The existing train-detection system uses the vehicles to interconnect the running rails with a low impedance to indicate train occupancy of a block. But since the track-to-track voltage is lower...than that conventionally used in such circuits, the presence of thin resistive films on the wheels or tracks can cause detection failure.
G. D. Friedlander, “A prescription for BART”

This led BART to develop the Computer Augmented Block System, "in which the central computer contributes to a safety function by maintaining a one-station separation between trains. This headway restriction, which averages about two miles in the BART system, is required because of reported losses of vehicle detection by the ATP system". Aside from limiting headways on the line, the CABS "will not permit single-track operation, [so] a vehicle train control failure slows down the entire line until the affected train can be removed at a pocket track or yard" (D. B. Turner, “Reliability improvement of BART vehicle train control”).

After CABS came SORS, the Sequential Occupancy and Release System (further described here), a more advanced system which will not permit a block to show as "unoccupied" until its track circuit detects an unoccupied condition and the next track circuit in the direction of travel detects an occupied condition. In this manner, if a train travels into a track circuit which fails to detect it, the track circuit behind will not be cleared, and will thus continue to protect the train.

Conclusions

WMATA could develop a backup system to protect against track circuit malfunctions, and in fact there have been repeated reports of a plan to turn the loss-of-shunt tool into a real-time system which would be able to stop trains when it detected a loss-of-shunt condition; this would in effect turn it into a reactive version of the BART SORS.

There are other options, like abandoning track circuits entirely in favor of axle counters, as is the practice on some European systems, or adopting communication-based train control systems which do not rely on conventional means of train detection at all.

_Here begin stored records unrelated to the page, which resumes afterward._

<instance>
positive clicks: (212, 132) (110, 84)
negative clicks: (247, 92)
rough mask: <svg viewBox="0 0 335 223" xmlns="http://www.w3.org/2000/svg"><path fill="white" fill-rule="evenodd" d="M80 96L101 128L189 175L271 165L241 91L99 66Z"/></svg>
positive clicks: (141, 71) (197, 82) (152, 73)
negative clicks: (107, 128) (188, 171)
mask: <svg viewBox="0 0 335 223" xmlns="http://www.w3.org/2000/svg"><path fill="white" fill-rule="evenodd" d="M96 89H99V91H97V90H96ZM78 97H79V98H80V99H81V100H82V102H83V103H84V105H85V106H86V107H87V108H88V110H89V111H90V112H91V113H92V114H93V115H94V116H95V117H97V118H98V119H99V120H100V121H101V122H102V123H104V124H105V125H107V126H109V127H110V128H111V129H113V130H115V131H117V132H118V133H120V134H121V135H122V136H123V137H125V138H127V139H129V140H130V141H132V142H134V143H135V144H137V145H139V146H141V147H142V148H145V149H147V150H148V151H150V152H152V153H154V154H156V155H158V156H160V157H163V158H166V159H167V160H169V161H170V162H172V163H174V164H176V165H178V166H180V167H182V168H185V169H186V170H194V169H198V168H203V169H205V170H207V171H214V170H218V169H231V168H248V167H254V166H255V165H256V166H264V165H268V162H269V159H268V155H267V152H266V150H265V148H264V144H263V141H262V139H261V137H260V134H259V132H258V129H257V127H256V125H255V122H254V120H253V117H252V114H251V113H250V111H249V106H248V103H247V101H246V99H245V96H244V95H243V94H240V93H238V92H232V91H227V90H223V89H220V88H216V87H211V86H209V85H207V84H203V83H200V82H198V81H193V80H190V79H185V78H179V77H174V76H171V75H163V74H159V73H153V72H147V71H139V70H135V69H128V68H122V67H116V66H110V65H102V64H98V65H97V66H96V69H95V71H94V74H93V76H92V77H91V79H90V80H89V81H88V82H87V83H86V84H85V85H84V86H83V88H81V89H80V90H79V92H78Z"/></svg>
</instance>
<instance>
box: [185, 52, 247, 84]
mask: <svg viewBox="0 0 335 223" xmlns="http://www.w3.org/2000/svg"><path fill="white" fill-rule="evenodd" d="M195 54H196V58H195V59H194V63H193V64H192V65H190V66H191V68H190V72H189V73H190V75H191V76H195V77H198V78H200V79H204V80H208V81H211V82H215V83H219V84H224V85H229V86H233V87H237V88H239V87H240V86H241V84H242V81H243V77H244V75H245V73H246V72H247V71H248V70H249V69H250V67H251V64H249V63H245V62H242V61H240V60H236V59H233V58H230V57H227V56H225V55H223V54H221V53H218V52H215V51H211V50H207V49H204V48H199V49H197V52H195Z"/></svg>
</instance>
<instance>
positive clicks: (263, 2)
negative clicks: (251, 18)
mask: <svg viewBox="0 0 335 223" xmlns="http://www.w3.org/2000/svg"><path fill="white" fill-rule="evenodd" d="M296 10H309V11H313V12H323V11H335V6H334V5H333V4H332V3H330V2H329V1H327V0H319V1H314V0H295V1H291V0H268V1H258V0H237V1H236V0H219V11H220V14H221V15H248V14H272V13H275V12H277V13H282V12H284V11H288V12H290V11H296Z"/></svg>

But all of these systems must be maintained by humans; any of them can become unsafe when poorly maintained. WMATA could implement a version of BART's SORS, and yet there could be another crash a few months later; there would be much hand-wringing, and once again, the root cause, the lack of a meaningful safety culture, will go uncorrected. The Metrorail signalling system, if properly designed, installed, maintained, and tested, is safe. Rather than demanding that a backup system be installed, one that will fall victim to the same poor maintenance practices that felled the track circuit at Fort Totten, riders should demand that WMATA correct the (very serious) human factors which have persisted for decades and allowed unsafe conditions to develop and persist on the system.